Bu çalışma, Ankara’da yeni kurulan bir okula, 1937 yılında gönderilmiş mektuplara dayanarak gerçekleştirilmiştir. Bu okul yeni nesiller için müzik öğretmeni yetiştirmek amacıyla kurulmuş ancak 1936 yılında temsil şubesinin de eklenmesiyle Devlet Konservatuvarı’nın ilk nüvesini oluşturmuştu. Okulun akademik kadrosu tarafından ihmal edilen ve arşiv kurumlarının ilgilenmediği bu dökümanlar, okulun eski binasının bodrumunda bir tesadüf eseri bulunmuştur. Bunlar akademiye girmek için sınava kabul edilmek isteyen öğrenci adaylarının dilekçelerini içermektedir. Bu mektupları okurken, onların yeksenak hayatlarını değiştirmeye olan isteklerinin yanında yeni kurulmuş Türkiye Cumhuriyeti’nin çağdaş düşüncesinin yankılarını da görürüz. Düşündükleri, yazdıkları ama en önemlisi kendilerini nasıl tanımladıkları, bize gelişen Türk toplumu hakkında tarihsel bir panaroma vermektedir.
This study is based on letters sent in 1937 to a newly-founded school in Ankara.
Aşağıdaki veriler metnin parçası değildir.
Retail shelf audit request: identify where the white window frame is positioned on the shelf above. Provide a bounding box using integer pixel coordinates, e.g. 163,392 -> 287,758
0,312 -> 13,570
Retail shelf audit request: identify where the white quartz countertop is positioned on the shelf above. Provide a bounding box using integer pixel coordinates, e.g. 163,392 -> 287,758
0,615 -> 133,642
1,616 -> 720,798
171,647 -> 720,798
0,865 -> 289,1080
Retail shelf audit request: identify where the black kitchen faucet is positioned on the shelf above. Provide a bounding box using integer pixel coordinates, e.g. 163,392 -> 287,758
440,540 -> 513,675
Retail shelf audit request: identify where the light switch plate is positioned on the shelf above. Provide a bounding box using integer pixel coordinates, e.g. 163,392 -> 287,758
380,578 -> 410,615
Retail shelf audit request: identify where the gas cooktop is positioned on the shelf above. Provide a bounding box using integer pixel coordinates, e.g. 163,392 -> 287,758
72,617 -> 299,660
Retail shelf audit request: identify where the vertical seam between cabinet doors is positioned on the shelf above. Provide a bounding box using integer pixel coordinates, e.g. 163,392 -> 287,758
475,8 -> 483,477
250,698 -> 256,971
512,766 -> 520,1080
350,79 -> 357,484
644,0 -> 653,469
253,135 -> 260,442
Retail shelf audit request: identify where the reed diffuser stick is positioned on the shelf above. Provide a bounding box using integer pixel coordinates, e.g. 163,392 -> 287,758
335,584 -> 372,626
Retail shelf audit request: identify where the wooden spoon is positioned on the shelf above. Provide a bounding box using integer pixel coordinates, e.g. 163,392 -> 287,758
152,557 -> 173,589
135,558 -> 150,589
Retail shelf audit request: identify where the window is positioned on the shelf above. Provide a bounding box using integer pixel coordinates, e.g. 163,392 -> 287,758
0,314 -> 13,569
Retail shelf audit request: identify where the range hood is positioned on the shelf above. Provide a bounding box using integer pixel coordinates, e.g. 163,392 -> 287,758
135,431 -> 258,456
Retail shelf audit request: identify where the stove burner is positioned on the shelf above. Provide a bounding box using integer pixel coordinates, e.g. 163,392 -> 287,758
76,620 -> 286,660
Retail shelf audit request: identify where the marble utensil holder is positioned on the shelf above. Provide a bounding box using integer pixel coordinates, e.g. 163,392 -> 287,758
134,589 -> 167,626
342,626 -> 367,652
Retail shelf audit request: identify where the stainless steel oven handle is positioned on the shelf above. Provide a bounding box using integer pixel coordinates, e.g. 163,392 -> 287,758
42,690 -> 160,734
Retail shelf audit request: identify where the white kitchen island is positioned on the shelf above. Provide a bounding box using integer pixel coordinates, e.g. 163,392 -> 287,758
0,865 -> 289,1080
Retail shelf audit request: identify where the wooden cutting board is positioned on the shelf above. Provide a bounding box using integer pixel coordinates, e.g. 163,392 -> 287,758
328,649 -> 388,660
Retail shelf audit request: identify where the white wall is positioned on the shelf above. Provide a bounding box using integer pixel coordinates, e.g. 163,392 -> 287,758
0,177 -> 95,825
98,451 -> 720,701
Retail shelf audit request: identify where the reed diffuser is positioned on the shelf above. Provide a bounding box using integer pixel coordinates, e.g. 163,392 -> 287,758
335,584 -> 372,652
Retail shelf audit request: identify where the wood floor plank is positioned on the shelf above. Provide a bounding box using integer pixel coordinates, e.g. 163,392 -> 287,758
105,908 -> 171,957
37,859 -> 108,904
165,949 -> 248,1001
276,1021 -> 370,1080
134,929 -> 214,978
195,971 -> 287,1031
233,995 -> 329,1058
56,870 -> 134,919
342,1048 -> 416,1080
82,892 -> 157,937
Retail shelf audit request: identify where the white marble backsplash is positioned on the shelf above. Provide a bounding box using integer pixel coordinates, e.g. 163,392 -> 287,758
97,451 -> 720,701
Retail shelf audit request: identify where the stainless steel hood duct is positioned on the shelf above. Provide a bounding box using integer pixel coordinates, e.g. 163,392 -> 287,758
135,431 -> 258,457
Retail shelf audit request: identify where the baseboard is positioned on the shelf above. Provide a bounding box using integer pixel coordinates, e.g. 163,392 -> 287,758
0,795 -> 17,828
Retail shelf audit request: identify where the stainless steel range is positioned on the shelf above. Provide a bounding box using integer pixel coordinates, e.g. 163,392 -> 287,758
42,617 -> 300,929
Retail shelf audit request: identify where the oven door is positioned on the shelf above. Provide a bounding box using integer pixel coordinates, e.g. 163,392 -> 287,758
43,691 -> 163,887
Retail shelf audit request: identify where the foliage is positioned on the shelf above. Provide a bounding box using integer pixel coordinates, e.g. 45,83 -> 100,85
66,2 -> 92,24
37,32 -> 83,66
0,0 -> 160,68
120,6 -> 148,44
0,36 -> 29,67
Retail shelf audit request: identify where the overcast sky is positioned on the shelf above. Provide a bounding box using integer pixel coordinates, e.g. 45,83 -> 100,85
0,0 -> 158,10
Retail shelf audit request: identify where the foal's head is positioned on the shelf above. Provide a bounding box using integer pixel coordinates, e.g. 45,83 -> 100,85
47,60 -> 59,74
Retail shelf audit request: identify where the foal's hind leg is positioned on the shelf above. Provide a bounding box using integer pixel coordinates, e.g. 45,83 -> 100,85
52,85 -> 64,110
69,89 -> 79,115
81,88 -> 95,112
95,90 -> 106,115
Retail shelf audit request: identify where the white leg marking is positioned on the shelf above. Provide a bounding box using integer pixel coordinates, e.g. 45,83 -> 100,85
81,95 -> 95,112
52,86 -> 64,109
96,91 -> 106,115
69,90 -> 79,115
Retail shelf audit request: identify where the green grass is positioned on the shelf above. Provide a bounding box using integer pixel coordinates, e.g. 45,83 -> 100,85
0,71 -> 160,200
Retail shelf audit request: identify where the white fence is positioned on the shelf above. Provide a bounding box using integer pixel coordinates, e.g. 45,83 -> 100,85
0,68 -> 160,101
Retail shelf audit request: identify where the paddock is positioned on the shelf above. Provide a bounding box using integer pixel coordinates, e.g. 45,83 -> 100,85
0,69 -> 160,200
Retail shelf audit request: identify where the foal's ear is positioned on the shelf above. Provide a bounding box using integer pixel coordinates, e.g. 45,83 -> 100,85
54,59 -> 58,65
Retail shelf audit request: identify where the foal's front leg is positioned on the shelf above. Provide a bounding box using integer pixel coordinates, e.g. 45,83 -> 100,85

This school was established with the purpose of producing music teachers for the new generations, but formed the nucleus of the State Conservatory with the addition in 1936 of a drama department. These documents, ignored by the school’s academic staff and overlooked by archive institutions, were found by chance at the basement of the school’s old building. These consist of petitions of student candidates for acceptance to take the exams. Reading these letters we not only feel their desires to change their monotonous lives, but also see the echoes of the contemporary thoughts of the newly-formed Republic of Turkey. Their thoughts, writings and most importantly their self-definitions present a historical panorama of the developing Turkish Society.